Warum packte man das Problem also nicht bei der Wurzel an und pflanzte mehr Bäume?
Ein Beispiel: Im Sultanat von Zinda lebte einst ein Sultan, der von seinem Volk verlangte, daß jeder sich für mindestens 50 Bäume und Büsche verantwortlich fühlte. Fällte jemand einen Baum, so wurde er auf dessen Stumpf enthauptet; Bäume wurden geachtet. Doch mit der Kolonialisierung und den Europäern zogen die Plagen auf: Frankreich machte alle unbebauten Stellen zum Eigentum des Staates. Darunter fielen auch die Bäume und Sträucher.
Wenn das Land ihnen nicht mehr gehörte, dachten die enteigneten Bauern, warum sollten sie sich dann noch mühevoll um die Bäume kümmern. Sie pflanzten also einfach keine mehr: ein verheerender Fehler.

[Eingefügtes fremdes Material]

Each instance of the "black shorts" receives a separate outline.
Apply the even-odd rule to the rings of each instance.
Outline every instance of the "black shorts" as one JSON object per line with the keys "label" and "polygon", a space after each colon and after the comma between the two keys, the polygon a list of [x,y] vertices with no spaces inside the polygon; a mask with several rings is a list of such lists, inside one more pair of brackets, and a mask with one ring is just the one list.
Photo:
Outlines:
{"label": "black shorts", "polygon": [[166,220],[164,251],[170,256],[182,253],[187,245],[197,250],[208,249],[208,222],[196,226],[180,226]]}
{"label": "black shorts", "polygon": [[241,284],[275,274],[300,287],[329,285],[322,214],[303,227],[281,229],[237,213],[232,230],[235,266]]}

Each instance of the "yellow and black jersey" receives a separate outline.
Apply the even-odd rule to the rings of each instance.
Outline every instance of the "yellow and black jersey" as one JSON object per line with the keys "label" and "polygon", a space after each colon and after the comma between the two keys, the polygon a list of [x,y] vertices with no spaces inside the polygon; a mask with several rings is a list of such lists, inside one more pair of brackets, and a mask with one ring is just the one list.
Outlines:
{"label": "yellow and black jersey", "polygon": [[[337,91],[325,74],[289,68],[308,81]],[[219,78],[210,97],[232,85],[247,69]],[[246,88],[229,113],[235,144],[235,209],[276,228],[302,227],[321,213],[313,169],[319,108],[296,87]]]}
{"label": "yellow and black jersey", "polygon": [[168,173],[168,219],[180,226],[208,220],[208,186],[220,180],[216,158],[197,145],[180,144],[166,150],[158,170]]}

Heute sehen wir die Folgen: Ohne Bäume kann man nicht leben!
Ein weiteres Beispiel: Hilfsverbände ließen zur Bekämpfung der Bodenerosion kahle Flächen bepflanzen. Dazu stellten sie eine große Zahl von Bäumen zur Verfügung. Man wollte der Desertifikation einen Srich durch die Rechnung machen. Die Pflege der Bäume wurde nicht berücksichtigt. Bauern hatten zu wenig Ahnung von solch großen Baumzuchten und so starb das Grün rasch ab.
5.
Lösungsansätze in der Vergangenheit
Während und nach der Hungersnot starteten die Industriestaaten und eingenständige Organisationen Programme, um längerfristige Hilfe zu erbringen. Diese Projekte hatten jedoch zweifelhafte Ergebnisse. Gerade heute spitzen ausländische Spenden die Lage eher zu, als daß sie wesentliche Hilfe bringen: Oft arbeiten die Menschen nach dem „Food-for-work-Prinzip“. Sie helfen beim Bau von Tiefbrunnen, Straßen usw. und erhalten – wie der Name sagt – dafür Lebensmittel. Manche Dörfer erhalten außerdem regelmäßig Hilfe in Form von Nahrung.
Die Folge: Bauern können ihre eigenen Lebensmittel nicht mehr verkaufen. Zudem stellen sie sich immer mehr auf die regelmäßigen Lieferungen aus Europa und den USA ein, gewöhnen sich daran. Sie vernachlässigen ihre Felder, bemühen sich nicht mehr um den eigenständigen Anbau von Getreide. Die Menschen werden abhängig von den Spenden. Wenn diese schließlich eingestellt werden, ist das Problem meistens um so erheblicher.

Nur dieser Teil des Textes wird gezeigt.